This particular decision invokes two sections of Rule 26 regarding initial and pretrial disclosures, and they’re ones that I want to highlight for us today to make sure that you’re really paying attention to what these mean.

A lot of times we engage in the initial disclosure process because we’re required to under Federal Rules of Civil Procedure (FRCP), but we’re not really using it as a tool or making sure that we’re supplementing it in the way that the Rules require. Let’s revisit those. 

Rule 26(a) requires three elements for initial disclosures—or four elements I should say—identifying witnesses who are likely to have discoverable information, providing a description of documents or ESI that may be used to support your case, damages calculation, and any coverage for insurance.

Now, obviously, the damages calculations and the insurance coverage don’t always apply to both parties. It’s really the witnesses and the description of documents that are the issues that we’re seeing in eDiscovery Assistant as sanctionable issues for failure to provide information whether related to identifying witnesses or identifying documents. Now, Rule 26(c) says that a party must produce their initial disclosures within 14 days of the Rule 26(f) conference. That means that you cannot wait to learn this information from your clients.

Again, one of our themes of the case of the week is prepare, prepare, prepare, get started early. You’ve got to be having these early initial discussions with your client and you can’t rely on your client to only be giving you the witnesses that you need. You’ve got to start your custodian interviews once you get that initial list of witnesses from your client and be able to to communicate directly with the client about expanding that list. You, of course, want to keep it narrowly tailored to what’s reasonable for the case. You don’t have to talk to every single person, but you need to make sure that those initial disclosures are reflecting the information that you’re learning in those interviews.

Now, Rule 26(e)(1) requires a party who’s made initial disclosures under 26(a) to supplement or correct their responses, “in a timely manner.” We see that come up in other cases, if the party either learns that information previously disclosed is incorrect or that there is additional information that has not been provided to the parties during the discovery process. That language is something that I want to come back to, because if there’s information not yet provided to the parties during the discovery process, that is a question of what does that mean? Does it mean that a witness just noticed it or mentioned it in a deposition? Does that mean that there were documents that were provided about that issue that should have caused the receiving party to know that there was an issue there?

What we’re finding through the case law related to initial disclosures is that as the party putting forth the information, you don’t really want to take that risk. You want to make sure that you’re supplementing your initial disclosures. If there’s your major take away from today’s discussion, it’s the importance of the initial disclosures and the duty to supplement them so that you don’t find yourself in a sanctionable position at trial, potentially losing a witness or certain testimony or documents because you failed to disclose them on your initial disclosures.

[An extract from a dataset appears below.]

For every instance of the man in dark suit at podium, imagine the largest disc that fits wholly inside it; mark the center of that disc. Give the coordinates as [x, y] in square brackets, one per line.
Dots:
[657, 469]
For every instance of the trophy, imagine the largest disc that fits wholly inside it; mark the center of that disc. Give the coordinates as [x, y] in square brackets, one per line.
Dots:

“In a timely manner.” What does that language mean? It means that if the party learns that in some material respect, the disclosure of a response is incomplete or incorrect, and if the additional or corrective information has not otherwise been made known to the parties in process or in writing or as ordered by the court. There’s no real discussion of what “in a timely manner” means. The time frame, of course, is always at issue in litigation and that’s something we’re going to talk about here.

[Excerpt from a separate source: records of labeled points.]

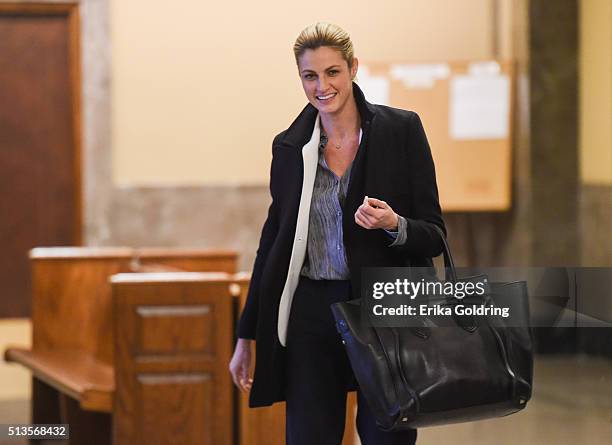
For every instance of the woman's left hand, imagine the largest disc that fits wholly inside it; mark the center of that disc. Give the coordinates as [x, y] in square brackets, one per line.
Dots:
[376, 214]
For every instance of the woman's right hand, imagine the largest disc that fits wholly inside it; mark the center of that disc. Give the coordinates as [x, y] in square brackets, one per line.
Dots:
[241, 363]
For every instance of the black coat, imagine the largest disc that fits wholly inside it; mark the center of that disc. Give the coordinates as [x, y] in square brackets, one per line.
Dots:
[393, 163]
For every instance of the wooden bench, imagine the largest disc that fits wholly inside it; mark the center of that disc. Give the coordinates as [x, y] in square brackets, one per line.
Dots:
[72, 354]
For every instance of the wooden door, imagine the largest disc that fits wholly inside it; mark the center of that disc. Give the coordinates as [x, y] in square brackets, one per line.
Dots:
[40, 190]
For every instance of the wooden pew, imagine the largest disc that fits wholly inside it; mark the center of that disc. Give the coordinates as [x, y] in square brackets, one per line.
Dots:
[72, 354]
[174, 339]
[266, 426]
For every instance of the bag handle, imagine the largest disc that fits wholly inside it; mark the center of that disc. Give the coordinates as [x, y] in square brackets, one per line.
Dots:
[467, 322]
[449, 264]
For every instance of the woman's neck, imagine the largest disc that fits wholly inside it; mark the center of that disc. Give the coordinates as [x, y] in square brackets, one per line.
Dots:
[346, 122]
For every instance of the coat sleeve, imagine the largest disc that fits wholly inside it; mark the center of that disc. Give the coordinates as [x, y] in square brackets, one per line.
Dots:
[422, 240]
[247, 325]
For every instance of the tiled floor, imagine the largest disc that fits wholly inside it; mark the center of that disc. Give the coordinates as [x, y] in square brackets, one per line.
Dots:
[572, 404]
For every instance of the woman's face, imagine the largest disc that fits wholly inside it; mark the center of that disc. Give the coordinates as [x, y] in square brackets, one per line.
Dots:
[326, 78]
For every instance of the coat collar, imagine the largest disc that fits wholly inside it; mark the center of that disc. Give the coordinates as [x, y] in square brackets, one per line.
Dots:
[300, 131]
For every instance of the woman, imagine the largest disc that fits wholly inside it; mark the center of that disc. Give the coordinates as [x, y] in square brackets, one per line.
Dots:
[353, 185]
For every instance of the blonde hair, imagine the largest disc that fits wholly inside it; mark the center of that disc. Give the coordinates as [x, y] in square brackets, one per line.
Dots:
[324, 34]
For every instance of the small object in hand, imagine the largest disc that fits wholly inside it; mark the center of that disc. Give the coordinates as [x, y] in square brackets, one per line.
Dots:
[366, 201]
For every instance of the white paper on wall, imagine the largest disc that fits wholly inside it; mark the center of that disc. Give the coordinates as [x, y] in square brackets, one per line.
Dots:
[375, 88]
[479, 107]
[422, 75]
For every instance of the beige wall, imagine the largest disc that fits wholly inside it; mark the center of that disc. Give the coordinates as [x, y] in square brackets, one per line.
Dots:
[199, 91]
[596, 91]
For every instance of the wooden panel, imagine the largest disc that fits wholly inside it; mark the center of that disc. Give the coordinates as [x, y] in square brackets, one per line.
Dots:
[72, 302]
[187, 329]
[192, 260]
[189, 399]
[188, 392]
[40, 182]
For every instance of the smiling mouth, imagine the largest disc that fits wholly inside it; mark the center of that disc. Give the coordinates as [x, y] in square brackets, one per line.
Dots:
[326, 97]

Now, that’s the initial disclosure. You’ve got the duty to provide them under 26(a) and then you’ve got 26(c), which tells you you’ve got to supplement them.  Now 26(a)(3) governs pretrial disclosures. These are in addition to the initial disclosures. Now your pretrial disclosures require that you identify each witness separately that the party expects to present and may call if the need arises, that you designate the testimony that that party expects to present by deposition or a transcript of the pertinent parts of the deposition if that party is not going to appear in person, and third, an identification of each document or other exhibit, including summaries of other evidence by separately identifying those items that the party expects to offer if the need arises. Those pretrial disclosures have to be done 30 days before trial. So 30 days before trial, very key.

Initial disclosures are done with the purpose of making sure the other side has the information about who they need to talk to and what documents are going to be available that they need to be able to prepare for discovery. Pretrial disclosures are here’s what we’re going to do at trial, gives the other side the opportunity to be able to prepare for those particular witnesses of those documents to come into evidence. Two completely separate issues here, and we’re going to look at how the court examines those in the context of this case.

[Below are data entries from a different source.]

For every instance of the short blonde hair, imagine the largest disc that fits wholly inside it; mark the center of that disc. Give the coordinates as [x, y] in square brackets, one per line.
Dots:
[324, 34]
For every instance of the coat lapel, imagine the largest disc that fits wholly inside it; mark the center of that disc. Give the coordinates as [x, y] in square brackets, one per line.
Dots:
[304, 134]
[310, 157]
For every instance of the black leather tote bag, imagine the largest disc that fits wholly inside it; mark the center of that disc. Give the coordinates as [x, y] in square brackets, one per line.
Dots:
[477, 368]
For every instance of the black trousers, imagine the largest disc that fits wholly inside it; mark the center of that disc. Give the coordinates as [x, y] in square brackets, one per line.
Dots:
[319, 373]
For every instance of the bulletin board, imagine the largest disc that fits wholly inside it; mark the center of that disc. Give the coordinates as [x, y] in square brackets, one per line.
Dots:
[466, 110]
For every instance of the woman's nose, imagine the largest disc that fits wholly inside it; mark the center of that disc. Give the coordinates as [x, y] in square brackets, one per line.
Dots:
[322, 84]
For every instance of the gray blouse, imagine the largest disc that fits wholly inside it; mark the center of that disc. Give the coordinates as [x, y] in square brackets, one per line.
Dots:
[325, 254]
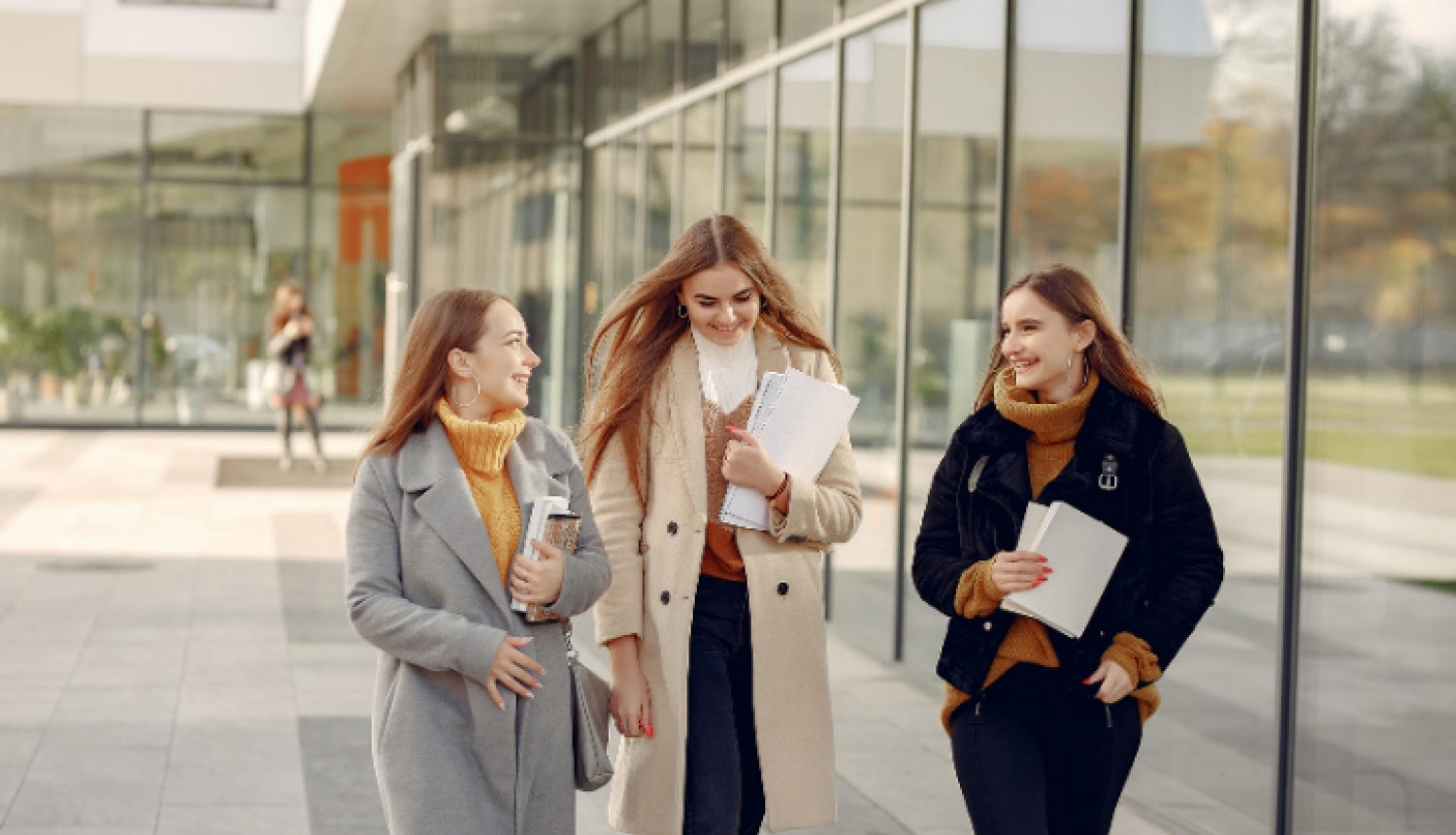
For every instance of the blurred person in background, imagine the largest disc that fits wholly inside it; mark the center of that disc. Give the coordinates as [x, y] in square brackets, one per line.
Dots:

Now, here, the defendant moved to preclude the witness testimony of David Crocker after it alleged that the plaintiff failed to include the witness on the initial disclosures and its pretrial disclosures and did not disclose the witness until February 21, 2021 when trial was set to begin on August 5, 2021. A good six months. Well, not quite six months between the time that the information is disclosed in the time that trial is scheduled to start. The defendants ask that in the alternative of having the witness precluded at all, that they be allowed to depose him before trial. Now we’ll talk a little bit about the timing, but essentially, this motion was filed on July 12, 2021. Trial is scheduled to start on August 5, 2021. They’re cutting it a bit close.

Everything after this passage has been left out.